MONROE COUNTY, Florida, Appellant, v. Joan McCORMICK, Appellee.
    No. 96-2845.
    District Court of Appeal of Florida, Third District.
    April 2, 1997.
    Rehearing Denied May 14, 1997.
    
      Joseph H. Kelinson, Key West, for appellant.
    Greenman & Manz and Franklin D. Green-man, Marathon, for appellee.
    Before COPE, GODERICH and FLETCHER, JJ.
   FLETCHER, Judge.

Monroe County appeals a final judgment denying its complaint to foreclose a code enforcement lien against property owned by appellee Joan McCormick. The trial court’s decision turned on the admissibility into evidence, as a self-authenticating document, of a copy of the order of the Monroe County Code Enforcement Board [Code Board] imposing a daily fine against McCormick for various code violations. Because we find the copy to be so admissible, we reverse the final judgment and direct a new trial consistent with this decision.

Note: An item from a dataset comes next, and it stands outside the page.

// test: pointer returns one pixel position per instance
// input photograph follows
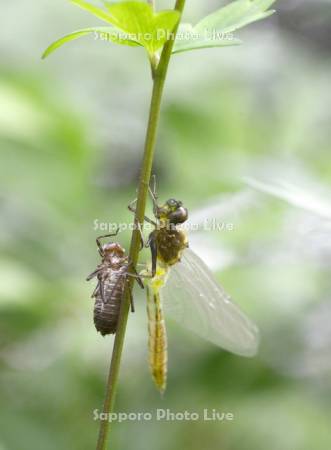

The Code Board, after a public hearing, found McCormick to be in violation of various code sections and ordered the imposition of daily fines. As the Code Board’s order called for a lien to be placed against McCormick’s property, a certified copy of the order was recorded in the Monroe County Public Records pursuant to section 162.09(3), Florida Statutes (1995). The original order was retained by the Code Board’s recording secretary, who is its records custodian as established by section 6.3-2(d), Monroe County Code. The copy certified by the Code Board’s recording secretary and submitted to the public records clerk for recording was duly returned to the Board with the recording data thereon (the date filed for record, the official record book number and page, and a statement “recorded in official records in Monroe County, Florida, record verified, Danny L. Kolhage, Clerk Circuit Court”). It is neither signed nor sealed by the Clerk of the Circuit Court or his deputy.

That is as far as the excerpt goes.